Despite the decline in US-Philippine relations following the Obama administration’s human rights criticism of the Duterte administration’s violent war on drugs, the US has actively supported the Philippines in its fight against the insurgents in Marawi. Apart from the presence of US Special Forces personnel who are “operating equipment to provide … situation awareness” to Philippine troops, the US has also provided a “a P-3 surveillance plane as well as intelligence gathering from a drone,” as well as a weapons package which included “300 M4 carbines, 200 Glock 21 pistols, four M134D Gatling-style machine guns and 100 M203 grenade launchers.”

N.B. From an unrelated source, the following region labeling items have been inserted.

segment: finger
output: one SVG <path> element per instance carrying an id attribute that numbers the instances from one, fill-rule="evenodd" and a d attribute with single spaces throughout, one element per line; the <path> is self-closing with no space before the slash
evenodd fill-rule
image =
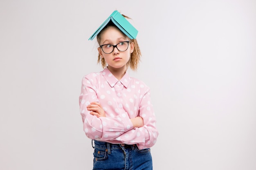
<path id="1" fill-rule="evenodd" d="M 101 104 L 99 102 L 91 102 L 91 104 L 96 104 L 101 107 Z"/>
<path id="2" fill-rule="evenodd" d="M 100 108 L 101 107 L 97 104 L 89 104 L 87 106 L 87 108 Z"/>
<path id="3" fill-rule="evenodd" d="M 99 113 L 96 112 L 90 112 L 90 114 L 92 115 L 96 116 L 97 117 L 99 115 Z"/>

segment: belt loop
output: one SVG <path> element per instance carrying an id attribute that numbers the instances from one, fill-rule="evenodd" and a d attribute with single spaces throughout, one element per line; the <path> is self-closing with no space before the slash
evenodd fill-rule
<path id="1" fill-rule="evenodd" d="M 110 144 L 107 142 L 107 148 L 108 148 L 108 154 L 110 154 L 111 153 L 111 152 L 110 151 Z"/>
<path id="2" fill-rule="evenodd" d="M 93 146 L 93 141 L 94 140 L 93 140 L 93 139 L 92 139 L 92 148 L 94 149 L 94 148 L 95 148 L 95 145 L 94 145 L 94 146 Z"/>
<path id="3" fill-rule="evenodd" d="M 132 150 L 134 150 L 134 149 L 135 149 L 135 145 L 131 145 L 131 148 L 132 148 Z"/>

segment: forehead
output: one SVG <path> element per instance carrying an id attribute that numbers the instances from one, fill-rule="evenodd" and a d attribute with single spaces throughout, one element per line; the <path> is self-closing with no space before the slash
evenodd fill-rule
<path id="1" fill-rule="evenodd" d="M 118 28 L 108 26 L 104 29 L 101 33 L 101 42 L 106 41 L 114 41 L 119 39 L 128 39 L 127 36 Z"/>

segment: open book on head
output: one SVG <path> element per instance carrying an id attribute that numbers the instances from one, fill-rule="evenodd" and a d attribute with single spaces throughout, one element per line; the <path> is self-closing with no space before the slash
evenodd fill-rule
<path id="1" fill-rule="evenodd" d="M 93 40 L 110 21 L 131 39 L 136 38 L 138 31 L 117 11 L 115 11 L 91 36 L 88 40 Z"/>

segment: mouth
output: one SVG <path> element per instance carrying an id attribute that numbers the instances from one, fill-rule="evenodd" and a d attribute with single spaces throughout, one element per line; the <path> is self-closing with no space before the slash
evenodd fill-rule
<path id="1" fill-rule="evenodd" d="M 118 60 L 120 60 L 121 59 L 121 58 L 117 57 L 115 57 L 113 60 L 118 61 Z"/>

As and when the Philippine military delivers its “one big punch” that will defeat the insurgents and end their siege of Marawi, it is clear that the geopolitical situation in the Philippines and the region has been transformed. Not only has Marawi inaugurated a new and more dangerous phase in the war against terrorism in Southeast Asia, the event has served as an opportunity for Sino-Philippine and US-Philippine relations to achieve increased levels of cooperation. This could in turn complicate China’s relationship with the Philippines and the US vis-à-vis the South China Sea. As such, the progress of the battle for Marawi and the changing security situation in Mindanao will continue to be closely watched.